• Lettres de l'au-delà - 7

                                                                                                                                                     1915

    1915

    Sculptures de Dominique Defontaines - Texte de Bernard Lesage

    Photographie Daniel Blaise

     

     Une immense clameur emplit  l’espace

    Une immense clameur faite de cris, de haine,

    De fragments de métal projetés dans l’espace,

    De bouts d’os, de morceaux de chairs.

     Des hommes habillés de bleu, des hommes habillés de gris,

     Bardés de pointes acérées se précipitent les uns vers les autres,

    Se traversent de lames effilées et de morceaux d’acier.

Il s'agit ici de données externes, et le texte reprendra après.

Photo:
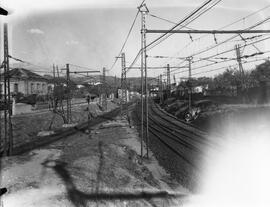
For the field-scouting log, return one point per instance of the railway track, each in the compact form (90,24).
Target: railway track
(183,145)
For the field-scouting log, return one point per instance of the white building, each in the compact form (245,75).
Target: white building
(26,82)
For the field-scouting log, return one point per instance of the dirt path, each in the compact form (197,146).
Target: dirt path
(100,169)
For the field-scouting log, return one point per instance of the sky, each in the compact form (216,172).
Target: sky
(90,33)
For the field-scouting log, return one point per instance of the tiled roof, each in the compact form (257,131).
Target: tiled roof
(24,74)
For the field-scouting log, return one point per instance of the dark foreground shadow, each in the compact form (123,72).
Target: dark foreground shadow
(79,198)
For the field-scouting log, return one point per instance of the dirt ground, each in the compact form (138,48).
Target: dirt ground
(27,126)
(102,168)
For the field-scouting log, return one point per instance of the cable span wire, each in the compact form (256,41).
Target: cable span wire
(226,51)
(230,24)
(129,32)
(257,60)
(193,13)
(182,21)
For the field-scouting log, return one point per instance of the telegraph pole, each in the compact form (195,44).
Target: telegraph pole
(168,80)
(104,99)
(144,10)
(189,59)
(160,89)
(239,60)
(68,95)
(8,140)
(123,82)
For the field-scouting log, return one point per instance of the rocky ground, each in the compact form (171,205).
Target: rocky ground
(98,169)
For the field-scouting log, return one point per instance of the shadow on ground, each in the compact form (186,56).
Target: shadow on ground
(79,198)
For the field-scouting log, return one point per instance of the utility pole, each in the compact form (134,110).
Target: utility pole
(8,133)
(168,80)
(68,95)
(189,59)
(160,89)
(144,10)
(104,98)
(239,60)
(123,82)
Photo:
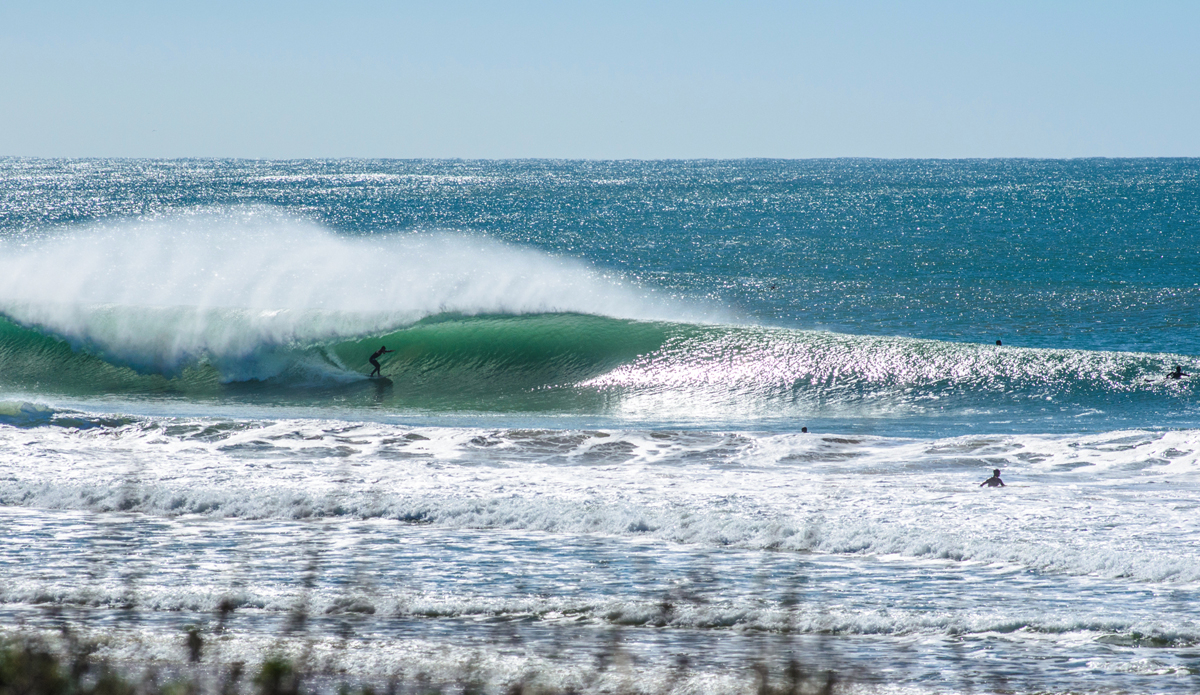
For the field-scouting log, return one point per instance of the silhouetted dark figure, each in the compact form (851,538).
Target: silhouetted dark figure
(375,359)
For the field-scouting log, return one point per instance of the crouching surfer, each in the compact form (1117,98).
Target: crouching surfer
(994,481)
(375,359)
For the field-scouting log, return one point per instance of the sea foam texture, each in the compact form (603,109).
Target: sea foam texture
(235,286)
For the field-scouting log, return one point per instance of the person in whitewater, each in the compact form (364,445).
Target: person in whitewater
(375,359)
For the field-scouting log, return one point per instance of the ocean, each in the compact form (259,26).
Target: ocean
(646,425)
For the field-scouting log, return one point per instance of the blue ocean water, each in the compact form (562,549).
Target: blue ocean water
(599,375)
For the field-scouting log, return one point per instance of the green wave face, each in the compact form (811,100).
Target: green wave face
(634,370)
(444,361)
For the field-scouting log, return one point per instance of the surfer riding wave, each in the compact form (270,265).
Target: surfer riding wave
(375,360)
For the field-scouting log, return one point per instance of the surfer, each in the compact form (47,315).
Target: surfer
(375,359)
(994,481)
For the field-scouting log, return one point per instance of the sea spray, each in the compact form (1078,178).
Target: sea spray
(233,287)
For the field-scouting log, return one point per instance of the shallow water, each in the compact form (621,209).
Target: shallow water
(592,448)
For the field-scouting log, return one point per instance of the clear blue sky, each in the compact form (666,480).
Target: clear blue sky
(611,79)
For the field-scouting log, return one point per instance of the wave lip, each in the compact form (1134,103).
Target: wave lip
(239,286)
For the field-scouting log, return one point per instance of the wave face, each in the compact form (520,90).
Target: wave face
(255,306)
(630,370)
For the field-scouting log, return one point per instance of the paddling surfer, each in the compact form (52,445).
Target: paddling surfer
(994,481)
(375,359)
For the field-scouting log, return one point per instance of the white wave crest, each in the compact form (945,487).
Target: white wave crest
(235,285)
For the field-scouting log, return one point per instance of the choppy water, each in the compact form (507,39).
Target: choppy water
(592,430)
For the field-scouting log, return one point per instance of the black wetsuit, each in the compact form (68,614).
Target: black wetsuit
(375,361)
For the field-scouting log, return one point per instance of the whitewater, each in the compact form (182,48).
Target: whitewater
(690,413)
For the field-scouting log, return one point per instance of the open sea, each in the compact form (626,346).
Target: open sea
(645,424)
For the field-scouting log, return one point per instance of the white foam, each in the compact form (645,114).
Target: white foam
(226,285)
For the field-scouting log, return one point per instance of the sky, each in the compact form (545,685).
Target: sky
(616,79)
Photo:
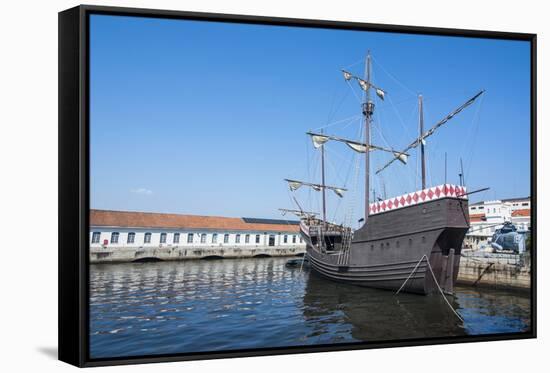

    Leurs cris couvrent les cris, leur fureur couvre la fureur, leur fracas couvre le fracas.

    L’humanité en a les sens assourdis, la sensibilité dépourvue d’âme,

    Les instincts animaux à fleur de peaux.

     L’humanité est animalité.

     

    Profitant du tumulte un parfum de fleurs de couteaux s’exhale des jardins d’Orient.

    Des cris s’élèvent là aussi, mais issus de poitrines trop petites pour porter bien haut.

    Des cris d’impuissance, des cris de peur, des cris d’épouvante

    L’espace loin de s’en emplir  n’en parut que plus vide par effet de contre-champ.

    Le poignard s’enfonce chaque fois plus profondément dans un jardin arrosé de sang.

    Les bras cherchent le secours du ciel mais sans pouvoir l’atteindre,

    Le ciel se refuse à eux, les regards se  détournent.

    La misère et la détresse comblent les fosses, encombrent les rivières,  amusent les tortionnaires.

    Les membres décharnés dressent au ciel leurs os desséchés,

     Tels des bois morts cherchant le trait qui les unira à lui,

    Mais le trait est rompu, les os brisés, l’abandon total.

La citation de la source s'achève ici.